Even if an individual has relocated to a new culture solely for business purposes, he or she may find that their taken-for-granted assumptions about daily life are suddenly challenged, exposing a kind of groundlessness
to living. Upon return to the home country, that revelation is not always convincingly ‘papered-over’, resulting in a restlessness that needs to be acknowledged and explored.
As a process, existential migration may occur with anyone, though certain people seem more predisposed towards it as a primary orientation to life. But even for ‘existential migrants’ the day may come when their process becomes one of settling rather than migrating.
Talking about issues of home and belonging in therapy tends to be very emotional and poignant, but voluntary migrants value and even enjoy these dialogues. Paradoxically, voluntary migrants usually find that openly discussing their experiences of leaving home, often for the first time ever, results in a shift regarding their feelings of restlessness.
The approach in these sessions does not assume that anything is ‘wrong’ or pathological in these experiences; perpetual migration is not seen as less worthy than being settled.

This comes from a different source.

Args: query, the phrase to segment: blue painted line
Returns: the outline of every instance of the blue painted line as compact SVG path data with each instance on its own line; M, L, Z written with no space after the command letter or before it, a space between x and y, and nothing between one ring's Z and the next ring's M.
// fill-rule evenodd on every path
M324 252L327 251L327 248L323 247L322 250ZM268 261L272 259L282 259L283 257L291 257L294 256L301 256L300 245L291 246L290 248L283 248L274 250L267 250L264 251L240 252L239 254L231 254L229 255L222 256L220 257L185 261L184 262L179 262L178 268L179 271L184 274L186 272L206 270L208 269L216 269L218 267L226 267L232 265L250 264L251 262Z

These sessions are simply an opportunity to have a facilitated dialogue that delves deeply into the motivations for leaving and the feelings that have transpired along the way.

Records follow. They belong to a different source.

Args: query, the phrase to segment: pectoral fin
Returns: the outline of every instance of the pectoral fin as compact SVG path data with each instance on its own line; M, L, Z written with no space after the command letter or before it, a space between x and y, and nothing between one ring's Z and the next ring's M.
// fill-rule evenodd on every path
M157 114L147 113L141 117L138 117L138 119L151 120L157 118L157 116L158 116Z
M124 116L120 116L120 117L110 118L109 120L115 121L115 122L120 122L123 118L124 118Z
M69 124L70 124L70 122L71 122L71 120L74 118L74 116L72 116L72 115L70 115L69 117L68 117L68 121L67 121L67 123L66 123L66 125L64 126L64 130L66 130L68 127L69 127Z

The concept of existential migration also offers a re-consideration of the psychological effects of globalisation. As more and more of us are expected to have mobile lives, a kind of global ‘homelessness’ may be on the horizon; perhaps we are heading towards a time when no one really feels at home anywhere anymore, signaling the end of belonging. It is exactly these deeper issues that the study of existential migration has revealed as issues for us all.